Zugegeben: Eigentlich kann man der Diskussion kaum etwas hinzufügen, was nicht viele, unter anderem zwei meiner Lieblingsblogs zum Thema Spiele, schon getan hätten. Antigames & d-frag zum Beispiel. Zumal mich diese Diskussion zunehmend frustriert. Andererseits muss ich mir einfach mal Luft machen.

Die meisten Leute wissen derzeit ja total Bescheid und hatten ja sowieso schon lange gefordert, endlich diese „Killerspiele“ zu verbieten. Als ob dann niemand mehr durchdreht, frustriert wäre, Hass empfände. Blaupausen fuer den finalen Abgang mit möglichst viel Effekt hat es schon immer gegeben. In Literatur, Film oder auch den täglichen Nachrichten.
Natürlich haben Unterhaltungsmedien wie Bücher und Filme einen Einfluss. Das weiß man nicht erst seit Goethes Werther, nach dessen großem Erfolg das Werther-Fieber ausbrach. Und es angeblich verstärkt Selbstmorde junger Männer gab, wobei das nicht belegt ist. Heute gibt es neben Büchern, Filmen oder Musik bekanntlich ein weiteres Unterhaltungsmedium: Computerspiele.

Klar, ich denke schon, dass man über manche Spiele diskutieren kann. Und wenn mir CliffyB, seines Zeichens Lead Designer von „Gears of War“ sagt, wem das Science Fiction-Gemetzel nicht gefalle, der koenne ja Viva Pinata spielen, dann frage ich mich schon, ob ihm klar ist, dass ein bisschen Verantwortung schon dazu gehört. Man kann nicht erwarten, dass Spiele als Unterhaltungsmedium wie Bücher und Filme akzeptiert werden, wenn ich mich bei den Inhalten keiner Diskussion stelle. Wobei ich Gears of War natürlich nicht als Anleitung zum Kriegspielen verstehe, schließlich kann man die völlig übertriebenen Kampfmaschinen-Männlein nicht bierernst nehmen. Aber wenn der Designer als eins der großartigsten Features im Spiel die Kettensäge an der Wumme feiert, na ja.

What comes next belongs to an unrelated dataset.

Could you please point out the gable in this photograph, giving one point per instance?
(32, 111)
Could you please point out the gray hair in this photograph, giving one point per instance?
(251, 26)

Trotzdem: Diese distanzlose Hysterie, mit der man jetzt wieder Spiele als Alleinschuldige ausgemacht haben will, ist ziemlich daneben. Distanzlose Hysterie gestehe ich Angehörigen und Opfern zu, denn ich würde sicher auch nicht komplexe Ursachenforschung betreiben, wenn mir gerade Rauchbomben um die Ohren geflogen wären. Aber Opfer und Angehörigen gehen bei der Diskussion meist unter.

Leider gerät man in Diskussionen mit Kulturpessimisten (heißt: Früher war alles besser) schnell in die Rechtfertigungslage. Dabei sollte man doch über einen ganzen Katalog von Ursachen sprechen: Das verkorkste deutsche Schulsystem, dass man spätestens anlässlich der Wiedervereinigung hätte reformieren müssen. Eltern, die noch nie mit ihren Kindern ein Spiel gespielt haben oder denn sich mal Game-Genres erklären lassen. Oder wie im vorliegenden Fall mal über den unerlaubten Waffenbesitz nachdenken oder warum jemand anscheinend zwei Jahre lang Amoklauf und Gewaltfantasien ins Netz stellt und niemand reagiert.
In den Nachrichten der ARD wird von „Dom“, statt von „Doom“ gesprochen, man hat hier also von dem Spiel noch nie gehört. Mal ganz davon abgesehen, dass noch niemand sicher weiß, inwieweit eins oder mehrer Games überhaupt eine Rolle spielen. Kennen wir doch schon: Das „Steinhäuser war passionierter Counterstrike-Spieler“-Gerücht hält sich hartnäckig, obwohl im (im Web öffentlich nachlesbaren) Abschlussbericht steht, dass es nicht der Wahrheit entspricht.
Immerhin hat Spiegel Online relativ schnell genauer nachrecherchiert und die Counterstrike-Map von Sebastian B. als Mär bezeichnet. In den meisten Medien wurde schnell von der Map zum idealen Training gesprochen. Ziemlich sicher in völligen Unkenntnis der Tatsache, dass man in vielen Spielen per Editor Maps bauen kann, üblicherweise nicht, weil man damit so großartig Amokläufe oder ähnliches trainieren kann.

Natürlich kann sich jeder Mensch dieser Erde in seiner Fantasie alles Mögliche ausmalen. Üblicherweise tut man es aber nicht. Warum? Tja, weil normalerweise irgendwann der gesunde Menschenverstand wieder einsetzt. Bei Sebastian B. war das nicht der Fall. Warum das so war, wird man sicher nicht mit dem Titel eines oder mehrerer Spiele beantworten können.